Statistical analysis
In our study, we used the confusion matrix, which includes True Positives (TP), False Positives (FP), False Negatives (FN), and True Negatives (TN), to assess the performance of our classification model. True Positives (TP) represent the cases correctly identified as positive, while False Positives (FP) are the cases incorrectly identified as positive. False Negatives (FN) are cases incorrectly identified as negative, and True Negatives (TN) are the cases correctly identified as negative. To accurately assess the performance of our model, we computed several vital metrics. Sensitivity (or Recall) quantifies how effectively the model identifies actual positives, with its formula being TP/(TP + FN). Specificity evaluates the model's ability to correctly recognize actual negatives, calculated as TN/(TN + FP). The Positive Predictive Value (PPV) measures the accuracy of positive predictions, computed as TP/(TP + FP). Conversely, the Negative Predictive Value (NPV) gauges the accuracy of negative predictions, determined as TN/(TN + FN). Accuracy (ACC) reflects the model's overall correctness in classification, calculated using the formula TP + TN/(TP + TN + FP + FN). Lastly, the F1-Score, serving as the harmonic mean of PPV (Precision) and Sensitivity, offers a balanced measure of these two aspects, computed as 2 × PPV × Sensitivity/(PPV + Sensitivity). Categorical variables were presented as frequencies and percentages, and statistical comparisons between groups were performed using either the Chi-square test or Fisher exact test, depending on the sample size and distribution of data. The statistical significance level was set at P < 0.05 to determine the presence of significant differences between groups. All statistical analyses were conducted using the R software (version 4.1.0) to ensure accuracy and reproducibility of the results.
Results
Baseline characteristics of patients
A total of 6207 patients were included in this study. LIM was present in 662 cases, representing 10.7% of the entire cohort. The developing dataset consisted of cases from 2010 to 2015, which were divided into training and validation cohorts in a 6:4 ratio (n = 2683 in the training group and n = 1780 in the validation group). The testing cohort comprised 1744 cases that met the inclusion criteria of being from the years 2016 to 2017. Among the 4463 patients in the developing group, LIM was present in 476 cases (10.7%), while in the testing group, there were 186 cases (10.7%) of LIM out of a total of 1744 cases. Detailed baseline characteristics of patients are listed at Table 1, whereas Supplementary Table 1 offers a detailed breakdown of the demographic and clinical features of the two cohorts before MI. According to Table 2, the correlation analysis showed that in both the developing and testing groups, four clinical characteristics (sex, N stage, tumor size, and mitotic rate) were significantly correlated (P < 0.05) with LIM.
Univariate and multivariate logistic regression analysis
The "λ" criterion obtained through fivefold cross-validation was utilized to apply the LASSO regression model, resulting in the selection of two out of eight variables as independent risk factors.
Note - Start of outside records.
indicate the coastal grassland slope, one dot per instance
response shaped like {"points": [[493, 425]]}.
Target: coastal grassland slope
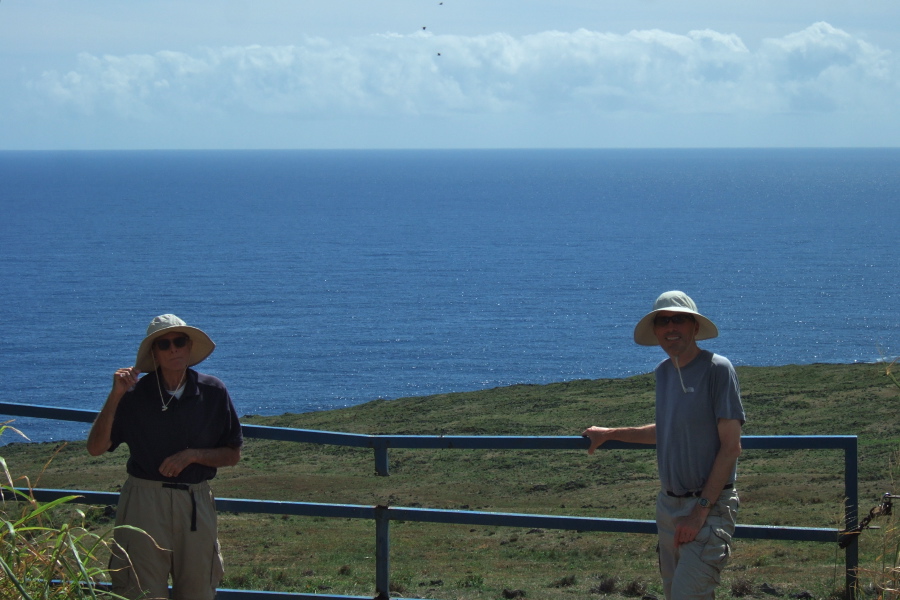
{"points": [[777, 487]]}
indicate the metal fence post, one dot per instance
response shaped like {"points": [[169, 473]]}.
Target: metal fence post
{"points": [[382, 554], [851, 516], [381, 460]]}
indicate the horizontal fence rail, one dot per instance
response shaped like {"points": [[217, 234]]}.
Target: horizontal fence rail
{"points": [[382, 515]]}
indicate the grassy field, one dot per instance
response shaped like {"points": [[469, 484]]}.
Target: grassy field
{"points": [[332, 556]]}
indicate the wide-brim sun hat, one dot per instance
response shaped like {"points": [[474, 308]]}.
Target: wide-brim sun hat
{"points": [[201, 344], [673, 301]]}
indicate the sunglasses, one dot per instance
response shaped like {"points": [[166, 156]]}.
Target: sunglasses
{"points": [[676, 319], [179, 342]]}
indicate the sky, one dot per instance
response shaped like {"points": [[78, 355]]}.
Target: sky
{"points": [[358, 74]]}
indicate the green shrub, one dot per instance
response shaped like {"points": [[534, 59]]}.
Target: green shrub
{"points": [[46, 551]]}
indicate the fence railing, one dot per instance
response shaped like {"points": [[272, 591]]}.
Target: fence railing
{"points": [[382, 515]]}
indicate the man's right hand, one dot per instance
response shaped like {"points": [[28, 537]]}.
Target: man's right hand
{"points": [[124, 380]]}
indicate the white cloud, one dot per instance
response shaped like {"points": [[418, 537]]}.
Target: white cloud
{"points": [[819, 69]]}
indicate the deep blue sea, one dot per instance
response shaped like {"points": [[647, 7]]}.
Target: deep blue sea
{"points": [[332, 278]]}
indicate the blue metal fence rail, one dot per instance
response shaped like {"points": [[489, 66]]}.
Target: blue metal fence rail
{"points": [[382, 515]]}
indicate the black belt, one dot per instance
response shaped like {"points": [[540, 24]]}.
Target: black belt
{"points": [[695, 494], [185, 487]]}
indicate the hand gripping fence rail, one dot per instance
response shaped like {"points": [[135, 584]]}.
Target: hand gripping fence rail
{"points": [[382, 515]]}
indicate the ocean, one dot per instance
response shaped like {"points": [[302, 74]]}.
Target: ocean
{"points": [[333, 278]]}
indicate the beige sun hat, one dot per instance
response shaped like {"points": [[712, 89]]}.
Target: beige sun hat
{"points": [[673, 301], [201, 347]]}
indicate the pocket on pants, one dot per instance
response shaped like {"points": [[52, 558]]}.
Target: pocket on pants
{"points": [[716, 546], [218, 566]]}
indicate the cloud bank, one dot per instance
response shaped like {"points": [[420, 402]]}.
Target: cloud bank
{"points": [[821, 69]]}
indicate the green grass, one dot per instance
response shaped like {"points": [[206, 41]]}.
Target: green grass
{"points": [[780, 487]]}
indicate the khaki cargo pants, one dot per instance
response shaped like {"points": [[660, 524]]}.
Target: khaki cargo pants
{"points": [[168, 515], [693, 571]]}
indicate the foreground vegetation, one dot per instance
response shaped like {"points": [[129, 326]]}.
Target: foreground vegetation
{"points": [[778, 487]]}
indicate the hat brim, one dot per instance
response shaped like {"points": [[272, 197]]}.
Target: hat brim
{"points": [[201, 347], [644, 335]]}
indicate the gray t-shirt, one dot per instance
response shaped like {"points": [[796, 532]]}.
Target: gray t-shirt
{"points": [[687, 436]]}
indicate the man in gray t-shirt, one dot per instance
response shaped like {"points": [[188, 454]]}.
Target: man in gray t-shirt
{"points": [[697, 433]]}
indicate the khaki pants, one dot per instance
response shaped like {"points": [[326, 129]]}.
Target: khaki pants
{"points": [[693, 571], [192, 558]]}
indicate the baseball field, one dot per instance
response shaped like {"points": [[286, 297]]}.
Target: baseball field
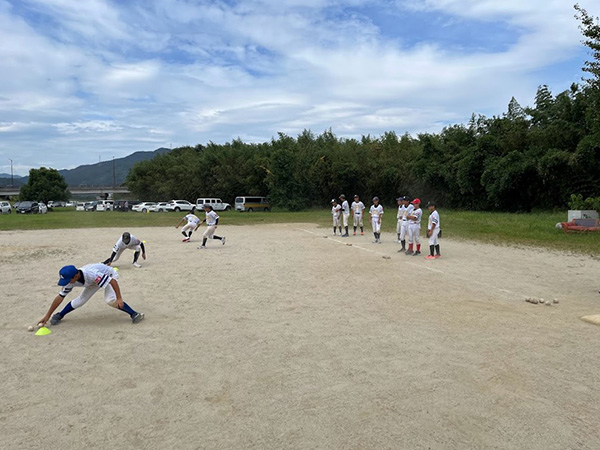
{"points": [[285, 339]]}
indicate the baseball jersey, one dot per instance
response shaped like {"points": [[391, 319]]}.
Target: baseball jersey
{"points": [[93, 275], [376, 211], [133, 243], [358, 208], [417, 212], [211, 218], [345, 207], [434, 219], [335, 210], [192, 218]]}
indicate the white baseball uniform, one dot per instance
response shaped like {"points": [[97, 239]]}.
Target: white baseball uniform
{"points": [[193, 222], [434, 219], [358, 208], [404, 221], [345, 212], [211, 223], [336, 212], [376, 214], [95, 277], [414, 226], [120, 246]]}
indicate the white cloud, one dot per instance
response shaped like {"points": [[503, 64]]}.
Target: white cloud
{"points": [[127, 76]]}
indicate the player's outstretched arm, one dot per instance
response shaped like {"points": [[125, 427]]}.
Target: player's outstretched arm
{"points": [[55, 304]]}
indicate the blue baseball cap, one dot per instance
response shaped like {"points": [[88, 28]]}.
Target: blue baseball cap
{"points": [[66, 274]]}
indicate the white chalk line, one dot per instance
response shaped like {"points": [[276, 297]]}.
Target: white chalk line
{"points": [[420, 266]]}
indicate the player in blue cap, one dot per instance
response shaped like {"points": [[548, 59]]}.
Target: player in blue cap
{"points": [[92, 277]]}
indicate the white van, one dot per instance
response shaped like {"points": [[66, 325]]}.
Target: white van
{"points": [[216, 203], [251, 204], [105, 205]]}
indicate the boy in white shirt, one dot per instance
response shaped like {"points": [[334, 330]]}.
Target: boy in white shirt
{"points": [[212, 220], [433, 231], [414, 228], [358, 209], [336, 212], [376, 213], [190, 227]]}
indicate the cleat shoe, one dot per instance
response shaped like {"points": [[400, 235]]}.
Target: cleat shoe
{"points": [[138, 317], [56, 318]]}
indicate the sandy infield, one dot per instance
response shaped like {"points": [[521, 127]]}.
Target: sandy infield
{"points": [[282, 339]]}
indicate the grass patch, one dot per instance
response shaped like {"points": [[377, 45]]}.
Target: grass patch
{"points": [[534, 229]]}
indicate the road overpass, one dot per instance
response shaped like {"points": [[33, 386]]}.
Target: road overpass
{"points": [[8, 191]]}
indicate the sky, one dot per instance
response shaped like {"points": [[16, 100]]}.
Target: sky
{"points": [[86, 81]]}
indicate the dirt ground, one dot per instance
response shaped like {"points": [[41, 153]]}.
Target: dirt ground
{"points": [[282, 339]]}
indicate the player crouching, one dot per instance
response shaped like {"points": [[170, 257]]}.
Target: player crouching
{"points": [[92, 277]]}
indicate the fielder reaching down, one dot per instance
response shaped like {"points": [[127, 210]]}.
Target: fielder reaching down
{"points": [[132, 243], [190, 227], [92, 277]]}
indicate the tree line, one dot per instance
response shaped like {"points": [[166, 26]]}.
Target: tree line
{"points": [[529, 157]]}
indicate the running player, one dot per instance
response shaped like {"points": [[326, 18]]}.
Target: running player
{"points": [[345, 214], [433, 231], [212, 220], [407, 209], [358, 208], [92, 277], [414, 228], [192, 225], [376, 213], [336, 212], [132, 243]]}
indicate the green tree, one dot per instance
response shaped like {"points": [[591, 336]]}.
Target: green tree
{"points": [[44, 185]]}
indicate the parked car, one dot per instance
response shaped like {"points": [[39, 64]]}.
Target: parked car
{"points": [[216, 203], [181, 205], [5, 207], [251, 204], [28, 208], [143, 207], [159, 207], [105, 205]]}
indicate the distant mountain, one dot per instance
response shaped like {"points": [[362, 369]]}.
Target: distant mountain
{"points": [[5, 180], [99, 174]]}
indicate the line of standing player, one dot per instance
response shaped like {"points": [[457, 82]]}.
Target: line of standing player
{"points": [[409, 222]]}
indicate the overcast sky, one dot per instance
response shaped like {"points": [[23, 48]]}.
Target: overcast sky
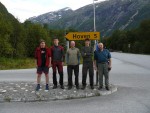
{"points": [[23, 9]]}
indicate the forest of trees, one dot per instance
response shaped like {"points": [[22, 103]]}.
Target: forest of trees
{"points": [[19, 40], [133, 41]]}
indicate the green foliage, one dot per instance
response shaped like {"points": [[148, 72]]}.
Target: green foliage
{"points": [[16, 63]]}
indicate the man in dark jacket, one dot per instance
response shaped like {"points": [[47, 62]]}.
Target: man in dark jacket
{"points": [[58, 57], [87, 53], [42, 55]]}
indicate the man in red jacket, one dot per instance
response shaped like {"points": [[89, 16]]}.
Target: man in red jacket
{"points": [[42, 55], [58, 57]]}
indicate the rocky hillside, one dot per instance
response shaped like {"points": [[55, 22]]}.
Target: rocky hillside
{"points": [[110, 15]]}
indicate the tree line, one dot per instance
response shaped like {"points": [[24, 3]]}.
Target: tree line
{"points": [[134, 40]]}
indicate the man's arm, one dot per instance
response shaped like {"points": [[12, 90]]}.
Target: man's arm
{"points": [[83, 52]]}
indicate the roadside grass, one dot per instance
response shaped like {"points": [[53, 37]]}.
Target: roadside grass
{"points": [[16, 63]]}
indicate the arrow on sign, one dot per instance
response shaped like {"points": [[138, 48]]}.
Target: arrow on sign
{"points": [[83, 35]]}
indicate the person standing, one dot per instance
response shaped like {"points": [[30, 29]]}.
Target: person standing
{"points": [[58, 57], [102, 57], [42, 56], [87, 53], [73, 61]]}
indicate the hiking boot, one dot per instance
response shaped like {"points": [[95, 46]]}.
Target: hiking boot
{"points": [[47, 87]]}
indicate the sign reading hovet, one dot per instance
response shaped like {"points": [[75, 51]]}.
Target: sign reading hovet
{"points": [[83, 35]]}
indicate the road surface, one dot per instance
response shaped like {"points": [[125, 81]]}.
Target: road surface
{"points": [[130, 72]]}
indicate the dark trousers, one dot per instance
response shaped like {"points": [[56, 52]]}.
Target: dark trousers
{"points": [[57, 65], [87, 66], [70, 69]]}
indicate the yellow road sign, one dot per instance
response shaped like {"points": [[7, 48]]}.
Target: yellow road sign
{"points": [[83, 35]]}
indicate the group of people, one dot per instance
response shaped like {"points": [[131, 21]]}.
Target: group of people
{"points": [[55, 57]]}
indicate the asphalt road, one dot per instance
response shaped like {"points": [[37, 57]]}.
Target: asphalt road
{"points": [[130, 72]]}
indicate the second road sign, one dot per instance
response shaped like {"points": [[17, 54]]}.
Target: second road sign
{"points": [[83, 35]]}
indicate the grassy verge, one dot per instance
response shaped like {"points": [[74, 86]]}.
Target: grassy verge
{"points": [[17, 63]]}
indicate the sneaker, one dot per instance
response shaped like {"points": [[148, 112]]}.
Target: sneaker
{"points": [[54, 87], [92, 87], [107, 88], [37, 87], [69, 87], [83, 87], [62, 87], [47, 87], [100, 87]]}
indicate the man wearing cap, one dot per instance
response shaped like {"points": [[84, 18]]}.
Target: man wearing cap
{"points": [[87, 53], [58, 57], [102, 57]]}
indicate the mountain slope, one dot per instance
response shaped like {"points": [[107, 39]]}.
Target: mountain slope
{"points": [[110, 15]]}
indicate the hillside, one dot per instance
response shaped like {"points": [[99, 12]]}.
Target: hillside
{"points": [[110, 15]]}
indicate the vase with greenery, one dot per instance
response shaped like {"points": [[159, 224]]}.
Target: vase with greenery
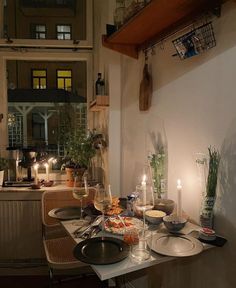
{"points": [[79, 150], [3, 166], [208, 201]]}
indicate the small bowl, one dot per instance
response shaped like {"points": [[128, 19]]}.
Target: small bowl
{"points": [[174, 223], [35, 186], [48, 183], [154, 217], [166, 205]]}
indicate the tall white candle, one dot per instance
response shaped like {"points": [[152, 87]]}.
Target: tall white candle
{"points": [[144, 189], [47, 171], [36, 167], [179, 202]]}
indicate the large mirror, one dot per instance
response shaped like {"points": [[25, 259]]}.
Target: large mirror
{"points": [[42, 98]]}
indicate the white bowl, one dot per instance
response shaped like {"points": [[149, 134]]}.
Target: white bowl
{"points": [[174, 223], [154, 216]]}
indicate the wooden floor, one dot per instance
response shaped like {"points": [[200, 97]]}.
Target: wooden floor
{"points": [[24, 281]]}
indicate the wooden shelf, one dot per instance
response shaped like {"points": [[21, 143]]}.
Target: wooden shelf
{"points": [[157, 20], [100, 103]]}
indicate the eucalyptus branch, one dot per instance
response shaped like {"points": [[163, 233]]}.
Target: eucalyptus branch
{"points": [[214, 161]]}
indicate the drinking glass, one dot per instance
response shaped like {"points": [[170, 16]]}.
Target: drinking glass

Supplementary Fig. 1 illustrates that this method was utilized to resolve the issue of multiple collinear relationships among the explanatory variables. The final logistic model, which included two variables (tumor location and tumor size), was presented in the form of a nomogram and a score system, making it appropriate for clinical use (Fig. 2). Supplementary Fig. 2 illustrates the calibration curves for the training, validation, and test sets, which had mean absolute errors of 0.012, 0.008, and 0.003, respectively. These calibration curves indicate that the estimated risk produced by the LASSO model closely approximated the actual risk, suggesting a high level of reliability. According to the DCA plots for the LASSO model in the training set, validation set and test set, Supplementary Fig. 3 shows that if the threshold probability for predicting LIM by the LASSO model falls between 10 and 40%, an intervention may result in a benefit of 7%.
Automated machine learning analysis
A total of 41 models were built using four ML algorithms, namely GBM, DL, and GLM, with stacked ensemble models being excluded due to their limited interpretability. Delving deeper, the GBM yielded 19 models by tuning diverse hyperparameters. The DL method generated 19 models, capitalizing on a range of architectural setups, activation functions, and regularization techniques. Meanwhile, the GLM contributed 3 models, adjusting for variations in family distributions, link functions, and regularization intensities. Among the models built using the four ML algorithms, the GBM model (GBM_grid_1_AutoML_5_20231007_200850_model_6) demonstrated superior performance, achieving the highest AUC values and accuracy. Therefore, it was considered the most optimal model. According to Fig. 3, the most important feature was found to be tumor location, followed by tumor size, N stage, mitotic rate, sex, age, marital status, and race, in that order of decreasing importance. Additionally, the GBM and logistic regression models both identified tumor location and tumor size as important variables in predicting the outcome. The SHAP contribution plots generated by GBM algorithms are presented in Fig. 4, highlighting the eight variables with the greatest impact on the outcome. These variables are tumor size, tumor location, sex, mitotic rate, N stage, marital status, race, and age. When a variable's value approaches 1, the probability of a patient having LIM increases. This is exemplified by the SHAP plot in which the red dots representing tumor size larger than 5.0 cm are primarily situated on the right-hand side of the zero axis, indicating that patients with a large tumor size have a higher likelihood of experiencing LIM.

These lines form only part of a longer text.